Reputation: 959
This official example for writing blob blocks has a step where it checks which blocks have not been committed:
fmt.Println("Get uncommitted blocks list...")
list, err := b.GetBlockList(storage.BlockListTypeUncommitted, nil)
if err != nil {
return fmt.Errorf("get block list failed: %v", err)
}
uncommittedBlocksList := make([]storage.Block, len(list.UncommittedBlocks))
for i := range list.UncommittedBlocks {
uncommittedBlocksList[i].ID = list.UncommittedBlocks[i].Name
uncommittedBlocksList[i].Status = storage.BlockStatusUncommitted
}
If I'm creating a blob (with multiple blocks) that definitely doesn't yet exist. Is there any problem with skipping that code?
The code would be something like:
b := cnt.GetBlobReference(blockBlobName)
err := b.CreateBlockBlob(nil)
blockID := "00000"
data := randomData(1984)
err = b.PutBlock(blockID, data, nil)
blockID2 := "00001"
data2 := randomData(6542)
err = b.PutBlock(blockID2, data2, nil)
var uncommittedBlocksList []storage.Block
uncommittedBlocksList = append(uncommittedBlocksList,
Block{
ID:"00000"
Status:BlockStatusUncommitted,
},
Block{
ID:"00001"
Status:BlockStatusUncommitted,
},
)
err = b.PutBlockList(uncommittedBlocksList, nil)
Upvotes: 1
Views: 89
Reputation: 136336
If I'm creating a blob (with multiple blocks) that definitely doesn't yet exist. Is there any problem with skipping that code?

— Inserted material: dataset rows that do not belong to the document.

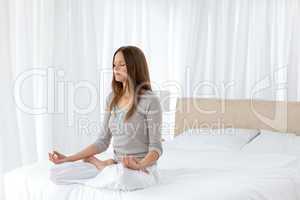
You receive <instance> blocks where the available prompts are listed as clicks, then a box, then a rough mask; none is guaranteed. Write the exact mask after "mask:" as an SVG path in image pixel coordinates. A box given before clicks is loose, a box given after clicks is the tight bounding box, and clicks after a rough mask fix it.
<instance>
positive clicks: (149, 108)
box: [122, 96, 163, 170]
mask: <svg viewBox="0 0 300 200" xmlns="http://www.w3.org/2000/svg"><path fill="white" fill-rule="evenodd" d="M146 122H147V131H148V136H149V144H148V153H147V155H146V156H145V157H144V158H143V159H142V160H140V161H139V160H137V159H135V158H133V157H130V156H129V157H124V158H123V160H122V162H123V164H124V165H125V166H126V167H128V168H131V169H136V170H140V169H144V168H146V167H148V166H151V165H152V164H154V163H155V162H156V161H157V160H158V159H159V157H160V156H161V155H162V153H163V149H162V143H161V124H162V109H161V105H160V102H159V99H158V97H156V96H152V99H151V103H150V104H149V108H148V112H147V113H146Z"/></svg>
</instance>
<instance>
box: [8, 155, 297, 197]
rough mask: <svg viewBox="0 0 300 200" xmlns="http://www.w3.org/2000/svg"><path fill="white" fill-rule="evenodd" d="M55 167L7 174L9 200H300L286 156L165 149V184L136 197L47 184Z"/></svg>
mask: <svg viewBox="0 0 300 200" xmlns="http://www.w3.org/2000/svg"><path fill="white" fill-rule="evenodd" d="M50 166H51V164H50V163H49V162H42V163H36V164H34V165H31V166H26V167H23V168H20V169H17V170H14V171H12V172H10V173H8V174H7V175H6V177H5V182H6V194H7V200H83V199H89V200H96V199H97V200H100V199H101V200H119V199H122V200H140V199H146V200H147V199H158V200H165V199H173V200H176V199H178V200H179V199H180V200H182V199H186V200H188V199H189V200H190V199H195V200H199V199H205V200H210V199H215V200H229V199H230V200H241V199H243V200H247V199H251V200H282V199H284V200H300V181H299V180H300V173H299V171H300V165H299V160H298V158H297V157H294V156H287V155H283V154H260V155H255V154H247V153H244V152H196V151H182V150H176V149H165V152H164V154H163V156H162V157H161V159H160V160H159V162H158V167H159V171H160V177H161V182H160V184H158V185H156V186H153V187H150V188H147V189H144V190H139V191H133V192H117V191H106V190H99V189H93V188H89V187H86V186H81V185H68V186H57V185H54V184H53V183H52V182H51V181H50V180H49V179H48V175H49V174H48V169H49V167H50Z"/></svg>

Absolutely not. You can certainly skip the code for fetching uncommitted block list. This scenario for fetching uncommitted list is useful when you tried to upload a blob and it failed in between and you want to resume the upload from the last failed block. By skipping this code, you are essentially telling Azure Storage to discard any other uncommitted blocks and use the blocks specified in the block list to create the blob.